Reputation: 93
We are in the process of totally rewriting our main API Proxy config and we discovered an issue with our new configuration (or maybe our existing one) relating to how API keys are being validated. Our current API uses the policy GetOAuthV1Info
<?xml version="1.0" encoding="UTF-8" standalone="yes"?>
<GetOAuthV1Info enabled="true" continueOnError="false" async="false" name="APIKey-Validate">
<DisplayName>APIKey-Validate</DisplayName>
<FaultRules/>
<Properties/>
<AppKey ref="request.queryparam.apikey"></AppKey>
</GetOAuthV1Info>
Our new configuration uses the policy VerifyAPIKey
<?xml version="1.0" encoding="UTF-8" standalone="yes"?>
<VerifyAPIKey async="false" continueOnError="false" enabled="true" name="Verify-Api-Key">
<DisplayName>Verify API Key</DisplayName>
<APIKey ref="request.queryparam.apikey"/>
</VerifyAPIKey>
On the surface both of these policies appear to work fine. However, after deploying the new config to our test environment some API keys were failing with a 401 Unauthorized error. Digging into those keys we discovered that they are assigned to a product that doesn't have access to the test environment.

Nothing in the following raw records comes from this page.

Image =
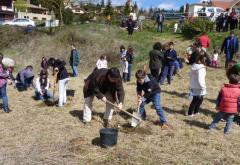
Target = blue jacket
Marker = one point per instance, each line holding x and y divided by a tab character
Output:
226	45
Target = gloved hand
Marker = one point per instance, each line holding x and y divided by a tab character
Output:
104	99
120	105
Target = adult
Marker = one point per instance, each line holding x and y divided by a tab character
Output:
4	75
155	59
170	56
204	41
230	47
74	60
130	58
159	20
233	19
219	22
105	84
62	79
130	26
25	78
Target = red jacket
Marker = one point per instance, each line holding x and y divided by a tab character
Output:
229	98
204	41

It appears that the GetOAuthV1Info step is not validating the environment..? The documentation for GetOAuthV1Info doesn't help as it doesn't talk about APIKeys at all (http://apigee.com/docs/api-services/content/authorize-requests-using-oauth-10a).

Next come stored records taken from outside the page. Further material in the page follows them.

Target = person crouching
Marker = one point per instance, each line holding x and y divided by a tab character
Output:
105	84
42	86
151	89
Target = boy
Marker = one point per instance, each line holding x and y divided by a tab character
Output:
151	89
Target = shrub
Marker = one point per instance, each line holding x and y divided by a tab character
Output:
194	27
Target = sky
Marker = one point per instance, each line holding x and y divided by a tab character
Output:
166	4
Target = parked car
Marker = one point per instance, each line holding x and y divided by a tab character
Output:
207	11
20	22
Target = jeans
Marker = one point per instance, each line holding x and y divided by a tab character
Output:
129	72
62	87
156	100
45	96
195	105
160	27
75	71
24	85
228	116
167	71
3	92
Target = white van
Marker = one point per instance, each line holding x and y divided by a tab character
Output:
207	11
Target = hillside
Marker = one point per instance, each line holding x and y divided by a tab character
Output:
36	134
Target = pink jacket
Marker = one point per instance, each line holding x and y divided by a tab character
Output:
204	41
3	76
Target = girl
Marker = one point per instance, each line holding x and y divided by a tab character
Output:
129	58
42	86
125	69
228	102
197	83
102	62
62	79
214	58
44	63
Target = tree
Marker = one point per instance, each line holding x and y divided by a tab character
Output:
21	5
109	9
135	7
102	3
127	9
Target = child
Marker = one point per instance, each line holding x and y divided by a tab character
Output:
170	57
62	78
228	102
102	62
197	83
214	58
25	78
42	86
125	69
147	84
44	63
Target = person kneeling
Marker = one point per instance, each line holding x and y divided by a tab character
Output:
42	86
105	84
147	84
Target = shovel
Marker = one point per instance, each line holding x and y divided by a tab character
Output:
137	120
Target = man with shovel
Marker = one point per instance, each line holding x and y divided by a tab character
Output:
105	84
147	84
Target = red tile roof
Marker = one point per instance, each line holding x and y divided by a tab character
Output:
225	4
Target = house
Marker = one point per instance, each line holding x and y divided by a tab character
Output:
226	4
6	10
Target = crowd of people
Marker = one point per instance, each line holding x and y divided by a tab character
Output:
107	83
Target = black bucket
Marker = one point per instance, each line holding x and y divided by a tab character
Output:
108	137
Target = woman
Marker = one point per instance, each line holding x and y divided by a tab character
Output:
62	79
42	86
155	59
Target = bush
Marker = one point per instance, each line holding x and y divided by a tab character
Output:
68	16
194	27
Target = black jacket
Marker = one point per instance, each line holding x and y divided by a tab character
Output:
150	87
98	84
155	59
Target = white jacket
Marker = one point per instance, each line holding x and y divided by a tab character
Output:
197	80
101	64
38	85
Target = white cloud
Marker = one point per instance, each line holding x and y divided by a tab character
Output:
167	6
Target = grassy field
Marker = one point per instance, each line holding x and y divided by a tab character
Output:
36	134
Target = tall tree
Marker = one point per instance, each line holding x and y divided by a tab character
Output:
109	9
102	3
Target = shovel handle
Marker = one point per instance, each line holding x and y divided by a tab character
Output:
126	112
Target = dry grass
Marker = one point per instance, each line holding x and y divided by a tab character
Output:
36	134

Fixing this particular issue is pretty straight forward in that we just need to allow those other products access to the test environment. However, this makes me wonder what the other differences are between these two policies? I'm very nervous now about deploying any changes to these API proxies because I don't know what else will break, or what other unforeseen issues will appear.
Is this a known limitation with the GetOAuthV1Info policy? Why does this even work at all? What are the other differences between these two policies that might bite me later?
Upvotes: 0
Views: 284
Reputation: 1208
The only difference that I'm aware of is that the variable names are assigned differently in the VerifyAPIKey Policy (it appends the policy type and name to the vairalbes like verifyapikey.verify_apikey-1.apiproduct.developer.quota.limit for example).
Both VerifyAPIKey and OAuth 1 does support restrictions by environment -- when I tested the GetOAuthV1 with an APIKey in an invalid environment and got this error:
OAuth Failure : Invalid API call as no apiproduct match found
Keep in mind that the convention for most projects seems to be either OAuth2 flows or the VerifyAPI so there is less information about the OAuth1 policies.